Low training speed with training on GPU

I am currently trying to shift the training from CPU to GPU. In the test with some simple tensorflow benchmark models, tensorflow behaves as expected with a decent improvement in training speed. However when I try to use my GPU for training in bayesflow the training speed seems to slow down roughly by a factor of 2. I checked it with one of the example notebooks (6. Posterior Estimation for SIR-like Models — BayesFlow: Amortized Bayesian Inference) with the same result.

Does anyone have insight in why this is the case? Are my “baseflow networks” possibly just not big enough to fully take advantage of the GPU?

My system configuration is as follows:

CPU: i9-10900
GPU: RTX 3080-Ti

Hi Niels,

If the GPU is configured correctly, then it’s probably the case that your networks are too small to take advantage of efficient large matrix multiplications as offset by copy operations. I would also suggest wrapping the configurator using a @tf.function decorator and possibly switching to tf operations, whenever possible, since fetching and configuring the data at each step are limiting factors.

Hi Stefan,

thank you very much for the reply.
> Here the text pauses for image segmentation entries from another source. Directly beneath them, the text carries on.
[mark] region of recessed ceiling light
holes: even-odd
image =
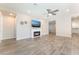
[[[69,11],[70,11],[70,9],[66,9],[66,11],[67,11],[67,12],[69,12]]]
[[[12,15],[13,15],[13,13],[10,13],[9,15],[10,15],[10,16],[12,16]]]
[[[30,13],[31,13],[31,11],[30,11],[30,10],[27,10],[27,13],[28,13],[28,14],[30,14]]]

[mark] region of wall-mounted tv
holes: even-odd
[[[41,22],[39,20],[38,18],[32,19],[32,27],[41,27]]]

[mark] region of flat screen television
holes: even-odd
[[[41,22],[38,18],[32,19],[32,27],[41,27]]]

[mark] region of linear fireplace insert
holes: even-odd
[[[36,37],[36,36],[40,36],[40,31],[35,31],[34,32],[34,37]]]

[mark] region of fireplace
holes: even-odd
[[[34,32],[34,37],[36,37],[36,36],[40,36],[40,31],[35,31]]]

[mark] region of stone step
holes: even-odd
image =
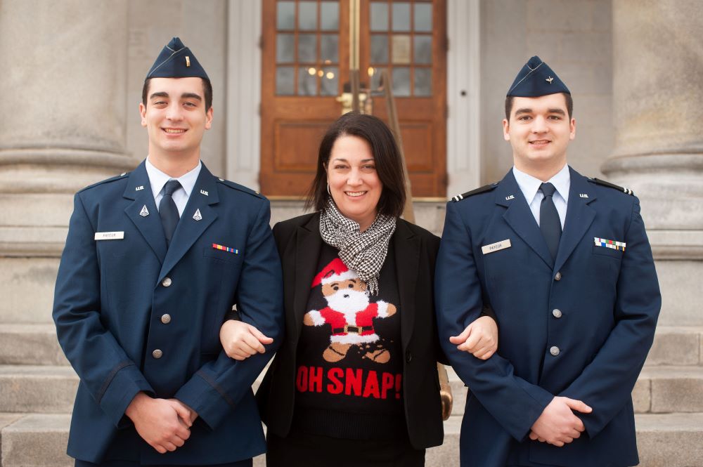
[[[467,388],[448,369],[452,414],[464,413]],[[703,412],[703,367],[645,367],[632,391],[635,413]]]
[[[703,367],[645,367],[633,401],[640,413],[703,412]]]
[[[0,414],[2,467],[70,467],[66,454],[70,416]],[[636,416],[640,467],[703,466],[703,413]],[[459,465],[461,418],[444,422],[444,443],[427,449],[427,467]],[[264,467],[264,456],[254,459]]]
[[[77,387],[70,367],[0,365],[0,412],[70,413]]]
[[[53,324],[0,326],[0,364],[67,365]]]

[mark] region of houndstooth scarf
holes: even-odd
[[[340,259],[366,282],[371,295],[378,295],[378,275],[395,232],[396,218],[378,214],[363,232],[359,223],[344,217],[330,197],[320,216],[320,235],[328,245],[340,249]]]

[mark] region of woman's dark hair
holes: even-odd
[[[373,115],[356,112],[344,114],[332,124],[320,142],[317,171],[305,202],[306,209],[322,211],[327,205],[327,170],[332,147],[342,136],[356,136],[371,147],[378,178],[383,184],[377,211],[379,213],[400,217],[405,206],[405,180],[400,151],[393,133],[383,121]]]

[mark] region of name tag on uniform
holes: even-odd
[[[96,232],[96,240],[121,240],[124,238],[124,232]]]
[[[498,250],[503,250],[506,248],[510,247],[510,239],[505,239],[505,240],[501,240],[500,242],[496,242],[496,243],[491,243],[490,245],[486,245],[485,246],[481,247],[481,251],[484,252],[484,255],[487,255],[489,253],[493,253],[494,251],[498,251]]]

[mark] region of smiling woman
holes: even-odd
[[[315,212],[273,227],[289,325],[257,393],[267,466],[413,467],[441,444],[439,239],[400,218],[402,173],[382,121],[342,115],[320,143],[307,202]],[[220,331],[229,357],[244,360],[271,343],[232,317]],[[470,326],[480,336],[473,355],[488,358],[495,322]]]

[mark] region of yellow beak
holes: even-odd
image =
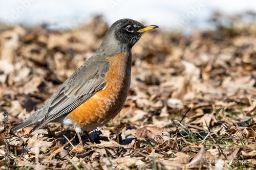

The network does only have 762,392 parameters so it being to small to take advantage of the GPU makes sense.

Wrapping the configurator did increase performance by a bit but in the end CPU still seems to be faster in problem, even if I increase the net artificially to close to 8 million parameters (I did this quite naively by just adding more coupling layers and such, this probably does not have the needed effect on matrix sizes).

The configurator basically only normalizes prior draws and extracts simulated data from the input dictionary. I will take a deeper look into tensorflow operations but from my understanding the configurator is not called that often during offline training so I am not sure if this will result in desired speed increases.

Just a quick note: I can reproduce this, for that notebook I see a drop from 103 iterations/s to 75 iterations/s when activating the GPU. For testing the speed, I ran the trainer without the configurator and it does not improve, so I agree that the configurator is not to blame here.
So it is either TensorFlow not being able to take advantage of the GPU in this case, or BayesFlow doing some non-optimal moving of data internally.
Thanks for reporting it, we will keep an eye on it and at some point test it with the upcoming version of BayesFlow.

1 Like